Richard Linklater’s “Everybody Wants Some” Set to Open SXSW 2016

The Austin figurehead will kick things off in March with the film that he has described as a “spiritual sequel” to both “Dazed and Confused” and “Boyhood.”
Film + TV
Richard Linklater’s “Everybody Wants Some” Set to Open SXSW 2016

The Austin figurehead will kick things off in March with the film that he has described as a “spiritual sequel” to both “Dazed and Confused” and “Boyhood.”

Words: Nate Rogers

photo by Matt Petit / ©A.M.P.A.S.

November 19, 2015

Richard Linklater, Oscar® nominee for Achievement in Directing, for work on “Boyhood” arrives for the live ABC Telecast of The 87th Oscars® at the Dolby® Theatre in Hollywood, CA on Sunday, February 22, 2015.

To date, the career of genre chameleon Richard Linklater has been completely unpredictable, and either in spite of that or because of it, the filmmaker has been largely critically successful, whether it be with his forays into experimental rotoscoped films like Waking Life and A Scanner Darkly, or with feel-good kids’ films like School of Rock (which is currently being developed into a series for Nickelodeon).

Following his most ambitious (and possibly well-received) film in last year’s Boyhood, Linklater’s highly anticipated next project Everybody Wants Some now has a March 11 premiere date and will serve as the honorary kick-off for the 2016 edition of South by Southwest in Austin.

A Houston native, Linklater has strong ties to Texas and to Austin specifically, where he went to college, shot his beloved debut Slacker, and was an early developer and principal member of the Austin Film Society.

Everybody Wants Some, which Linklater has referred to as being a “spiritual sequel” to Dazed and Confused and a “continuation” of Boyhood, is set in 1980, and focuses on a group of college baseball players in the period immediately after their arrival on campus. In staying loyal to the precedent of Dazed, the cast is ensemble and made up of young, largely unknown actors.

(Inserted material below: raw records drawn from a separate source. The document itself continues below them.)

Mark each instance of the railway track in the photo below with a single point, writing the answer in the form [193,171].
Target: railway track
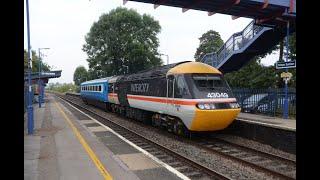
[274,165]
[271,164]
[184,165]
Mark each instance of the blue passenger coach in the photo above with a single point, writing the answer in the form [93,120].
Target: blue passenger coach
[95,90]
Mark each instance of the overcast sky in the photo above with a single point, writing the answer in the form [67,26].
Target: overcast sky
[61,25]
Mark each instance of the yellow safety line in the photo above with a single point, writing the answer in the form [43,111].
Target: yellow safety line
[92,155]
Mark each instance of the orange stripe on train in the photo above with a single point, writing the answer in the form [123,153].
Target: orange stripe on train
[180,102]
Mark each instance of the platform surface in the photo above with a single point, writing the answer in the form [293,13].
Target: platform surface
[274,122]
[55,151]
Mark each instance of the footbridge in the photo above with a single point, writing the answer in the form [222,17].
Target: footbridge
[268,27]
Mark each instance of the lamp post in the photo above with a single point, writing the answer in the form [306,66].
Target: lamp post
[167,57]
[30,108]
[39,81]
[286,104]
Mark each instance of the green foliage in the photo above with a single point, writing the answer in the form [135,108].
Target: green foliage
[122,42]
[80,75]
[35,62]
[62,88]
[255,75]
[209,42]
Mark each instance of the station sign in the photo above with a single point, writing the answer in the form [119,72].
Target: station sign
[286,75]
[284,65]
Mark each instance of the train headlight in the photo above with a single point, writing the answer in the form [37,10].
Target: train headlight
[200,106]
[207,106]
[234,105]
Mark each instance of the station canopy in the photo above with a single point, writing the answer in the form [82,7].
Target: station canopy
[44,76]
[266,12]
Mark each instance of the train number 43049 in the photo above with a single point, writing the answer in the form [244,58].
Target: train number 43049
[217,95]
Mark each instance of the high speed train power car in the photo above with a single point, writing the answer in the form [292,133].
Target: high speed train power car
[181,97]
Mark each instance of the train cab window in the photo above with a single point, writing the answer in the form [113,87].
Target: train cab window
[208,81]
[180,88]
[170,80]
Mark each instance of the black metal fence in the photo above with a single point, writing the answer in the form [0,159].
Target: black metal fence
[266,101]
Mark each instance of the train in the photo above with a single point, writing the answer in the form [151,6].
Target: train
[181,97]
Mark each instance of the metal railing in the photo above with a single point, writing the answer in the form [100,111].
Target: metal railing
[236,42]
[265,101]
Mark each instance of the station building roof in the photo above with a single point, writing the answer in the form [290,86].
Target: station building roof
[271,11]
[43,75]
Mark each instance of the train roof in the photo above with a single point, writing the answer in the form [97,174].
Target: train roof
[157,72]
[101,80]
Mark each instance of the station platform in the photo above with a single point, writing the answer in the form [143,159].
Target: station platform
[273,122]
[66,146]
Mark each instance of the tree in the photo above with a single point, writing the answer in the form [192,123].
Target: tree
[80,75]
[35,62]
[209,42]
[122,42]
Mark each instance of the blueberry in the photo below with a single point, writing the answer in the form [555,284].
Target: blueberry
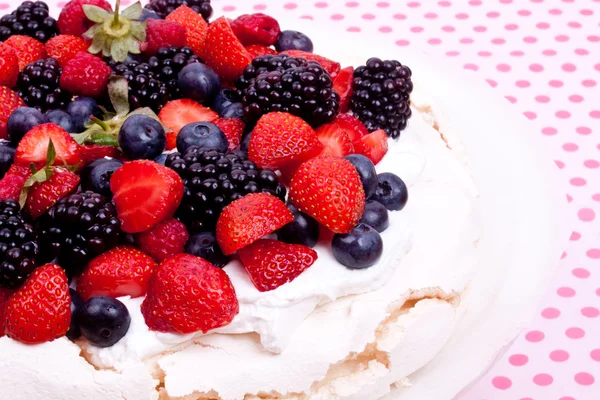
[376,215]
[303,230]
[7,156]
[96,176]
[366,171]
[142,137]
[80,109]
[293,40]
[21,121]
[198,82]
[104,320]
[204,244]
[206,135]
[62,119]
[76,303]
[391,191]
[360,248]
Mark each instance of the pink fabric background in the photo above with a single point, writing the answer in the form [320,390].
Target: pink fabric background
[544,57]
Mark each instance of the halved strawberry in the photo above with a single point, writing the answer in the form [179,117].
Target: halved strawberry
[178,113]
[223,51]
[250,218]
[145,194]
[279,139]
[34,145]
[335,140]
[122,271]
[271,263]
[374,145]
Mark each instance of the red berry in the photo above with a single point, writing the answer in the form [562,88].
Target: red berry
[40,311]
[165,240]
[250,218]
[145,194]
[271,264]
[329,190]
[187,294]
[279,139]
[85,75]
[256,29]
[122,271]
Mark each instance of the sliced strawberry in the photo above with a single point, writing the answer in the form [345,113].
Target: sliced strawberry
[279,139]
[34,145]
[271,263]
[178,113]
[145,194]
[250,218]
[122,271]
[374,145]
[335,140]
[223,52]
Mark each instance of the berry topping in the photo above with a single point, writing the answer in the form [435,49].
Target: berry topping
[329,190]
[40,311]
[122,271]
[250,218]
[271,264]
[188,294]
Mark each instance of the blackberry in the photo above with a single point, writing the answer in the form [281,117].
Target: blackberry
[213,180]
[381,97]
[283,83]
[165,7]
[18,246]
[39,86]
[29,19]
[78,228]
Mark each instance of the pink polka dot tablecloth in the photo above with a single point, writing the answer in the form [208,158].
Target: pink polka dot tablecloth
[544,57]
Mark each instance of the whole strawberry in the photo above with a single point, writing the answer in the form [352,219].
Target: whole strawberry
[85,75]
[40,311]
[188,294]
[329,190]
[165,240]
[122,271]
[72,19]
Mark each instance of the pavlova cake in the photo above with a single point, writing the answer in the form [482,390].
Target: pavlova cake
[203,208]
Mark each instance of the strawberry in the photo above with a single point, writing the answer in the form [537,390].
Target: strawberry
[271,264]
[40,311]
[34,145]
[145,194]
[374,145]
[65,47]
[256,29]
[9,66]
[72,19]
[281,138]
[165,240]
[343,86]
[188,294]
[330,66]
[329,190]
[9,102]
[160,33]
[223,52]
[233,128]
[178,113]
[13,181]
[122,271]
[259,50]
[196,28]
[27,49]
[85,75]
[250,218]
[335,140]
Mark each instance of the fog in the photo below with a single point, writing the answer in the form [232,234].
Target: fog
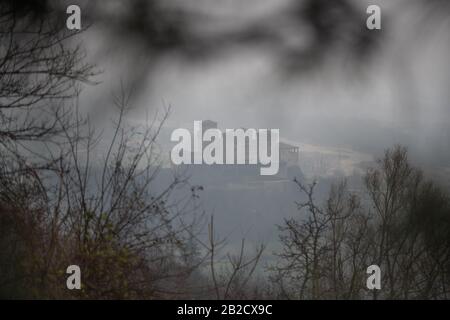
[324,80]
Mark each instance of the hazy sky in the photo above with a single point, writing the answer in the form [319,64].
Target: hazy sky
[399,95]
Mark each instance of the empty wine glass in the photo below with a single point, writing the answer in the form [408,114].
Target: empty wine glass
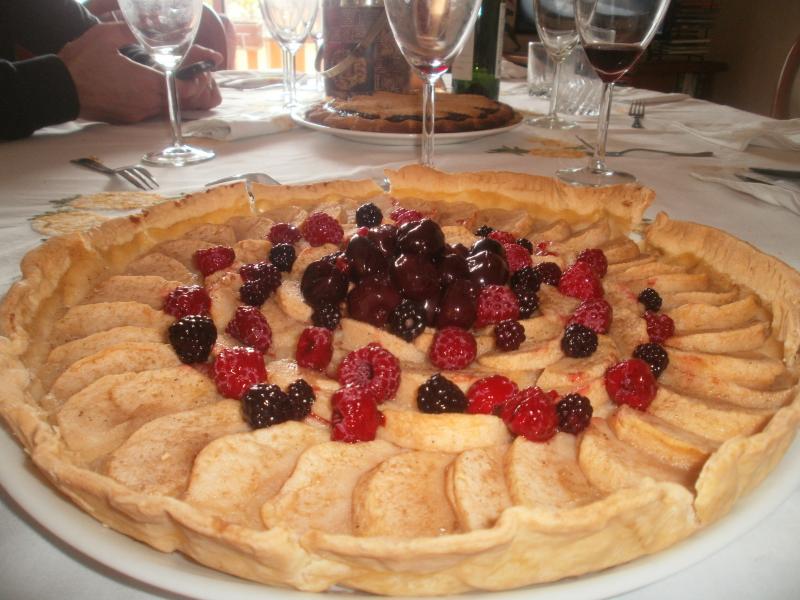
[614,34]
[289,22]
[430,33]
[166,30]
[555,23]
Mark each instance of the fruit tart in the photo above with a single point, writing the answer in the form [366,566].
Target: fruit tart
[472,382]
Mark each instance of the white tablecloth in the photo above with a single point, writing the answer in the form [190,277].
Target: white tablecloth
[762,563]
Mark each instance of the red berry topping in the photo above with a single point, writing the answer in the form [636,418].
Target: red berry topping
[355,416]
[531,413]
[211,260]
[187,300]
[372,368]
[249,326]
[496,303]
[596,259]
[659,327]
[517,257]
[453,348]
[321,228]
[631,382]
[594,313]
[283,233]
[579,281]
[236,369]
[315,348]
[489,394]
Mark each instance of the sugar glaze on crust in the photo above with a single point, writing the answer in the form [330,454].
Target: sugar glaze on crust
[638,484]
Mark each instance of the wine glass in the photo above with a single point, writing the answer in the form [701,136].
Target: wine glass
[430,33]
[555,23]
[166,30]
[289,22]
[614,34]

In terms of Everybody Wants Some‘s actual, concrete relationship to the two films, “spiritual” is the key word, as Linklater has previously clarified (in an interview with Creative Screenwriting) that “…it has nothing to do with Dazed and Confused other than it would be set four years later, when one of the younger characters went off to college.” And of course, Boyhood‘s ending stretches all the way to the present.